Compared to last year, NAR forecasts that median existing-home prices will mostly stabilize – with the national median existing-home price decreasing by 1.8% in 2023, to $379,600, and then improving by 2.8% in 2024, to $390,000. The expensive West region of the U.S. will see lower prices, but the affordable Midwest region will likely squeak out a positive gain. The median new home price will be lower by 1.9% in 2023, to $449,100, followed by an improvement of 4.2% in 2024, to $468,000.

NAR forecasts that the economy will continue adding jobs, albeit at a slower pace, and mortgage rates will drop – with the 30-year fixed mortgage rate progressively falling to 6.0% this year and to 5.6% in 2024. Housing starts will fall from last year by 7.3% in 2023, to 1.44 million, and then increase 6.9% in 2024, to 1.54 million.

About Pending Home Sales

*The Pending Home Sales Index is a leading indicator for the housing sector, based on pending sales of existing homes. A sale is listed as pending when the contract has been signed but the transaction has not closed, though the sale usually is finalized within one or two months of signing.

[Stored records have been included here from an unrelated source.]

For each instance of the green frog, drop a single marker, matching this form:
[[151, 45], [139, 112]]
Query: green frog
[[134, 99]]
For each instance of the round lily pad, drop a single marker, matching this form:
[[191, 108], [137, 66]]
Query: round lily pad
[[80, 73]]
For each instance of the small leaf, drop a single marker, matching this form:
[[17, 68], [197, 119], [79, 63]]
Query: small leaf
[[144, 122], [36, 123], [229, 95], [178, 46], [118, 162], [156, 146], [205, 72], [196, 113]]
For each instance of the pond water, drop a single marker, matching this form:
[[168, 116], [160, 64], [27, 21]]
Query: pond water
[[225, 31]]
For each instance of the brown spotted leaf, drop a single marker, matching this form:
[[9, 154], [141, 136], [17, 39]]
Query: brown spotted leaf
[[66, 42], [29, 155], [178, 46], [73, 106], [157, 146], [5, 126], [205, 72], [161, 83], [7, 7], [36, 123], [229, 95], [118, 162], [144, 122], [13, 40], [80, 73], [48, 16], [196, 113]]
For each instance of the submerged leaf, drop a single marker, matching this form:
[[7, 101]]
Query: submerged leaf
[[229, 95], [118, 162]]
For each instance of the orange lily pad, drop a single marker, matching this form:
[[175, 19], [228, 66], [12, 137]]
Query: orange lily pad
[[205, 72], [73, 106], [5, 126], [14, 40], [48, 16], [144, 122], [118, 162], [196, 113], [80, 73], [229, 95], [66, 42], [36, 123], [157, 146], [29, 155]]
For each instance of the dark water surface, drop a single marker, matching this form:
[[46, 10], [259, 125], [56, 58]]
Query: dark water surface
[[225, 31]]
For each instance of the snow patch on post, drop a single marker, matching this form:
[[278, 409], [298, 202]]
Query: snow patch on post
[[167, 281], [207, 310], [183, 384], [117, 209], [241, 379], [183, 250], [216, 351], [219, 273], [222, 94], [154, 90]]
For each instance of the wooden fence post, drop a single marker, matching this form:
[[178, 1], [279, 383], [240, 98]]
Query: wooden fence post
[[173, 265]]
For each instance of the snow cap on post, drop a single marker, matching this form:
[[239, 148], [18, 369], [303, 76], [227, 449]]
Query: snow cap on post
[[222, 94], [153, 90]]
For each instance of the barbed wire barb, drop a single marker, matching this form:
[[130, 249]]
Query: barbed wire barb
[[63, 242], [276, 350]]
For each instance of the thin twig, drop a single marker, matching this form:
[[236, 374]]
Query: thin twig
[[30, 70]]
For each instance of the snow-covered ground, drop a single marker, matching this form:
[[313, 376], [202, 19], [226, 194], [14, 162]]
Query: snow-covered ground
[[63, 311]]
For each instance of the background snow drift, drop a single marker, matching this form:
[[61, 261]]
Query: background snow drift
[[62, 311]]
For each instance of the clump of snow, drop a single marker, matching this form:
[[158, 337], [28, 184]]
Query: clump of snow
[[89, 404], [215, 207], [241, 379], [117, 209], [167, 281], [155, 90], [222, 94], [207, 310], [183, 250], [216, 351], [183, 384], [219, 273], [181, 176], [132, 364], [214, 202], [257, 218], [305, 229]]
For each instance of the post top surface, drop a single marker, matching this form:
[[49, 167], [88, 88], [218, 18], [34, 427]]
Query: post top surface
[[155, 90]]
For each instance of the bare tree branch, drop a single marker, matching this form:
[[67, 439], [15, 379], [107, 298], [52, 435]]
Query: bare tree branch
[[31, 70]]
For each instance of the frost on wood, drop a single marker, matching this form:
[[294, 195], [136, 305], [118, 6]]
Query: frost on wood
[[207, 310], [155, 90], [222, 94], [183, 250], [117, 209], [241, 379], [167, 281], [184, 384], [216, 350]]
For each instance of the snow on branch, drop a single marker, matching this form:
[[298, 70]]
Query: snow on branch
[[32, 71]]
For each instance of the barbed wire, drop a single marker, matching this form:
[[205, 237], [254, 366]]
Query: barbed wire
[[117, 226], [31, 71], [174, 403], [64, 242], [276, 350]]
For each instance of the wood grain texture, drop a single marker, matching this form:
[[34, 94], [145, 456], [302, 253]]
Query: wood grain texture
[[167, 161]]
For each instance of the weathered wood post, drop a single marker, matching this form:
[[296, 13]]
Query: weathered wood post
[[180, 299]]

Pending contracts are good early indicators of upcoming sales closings. However, the amount of time between pending contracts and completed sales is not identical for all home sales. Variations in the length of the process from pending contract to closed sale can be caused by issues such as buyer difficulties with obtaining mortgage financing, home inspection problems, or appraisal issues.

The index is based on a sample that covers about 40% of multiple listing service data each month. In developing the model for the index, it was demonstrated that the level of monthly sales-contract activity parallels the level of closed existing-home sales in the following two months.

An index of 100 is equal to the average level of contract activity during 2001, which was the first year to be examined. By coincidence, the volume of existing-home sales in 2001 fell within the range of 5.0 to 5.5 million, which is considered normal for the current U.S. population.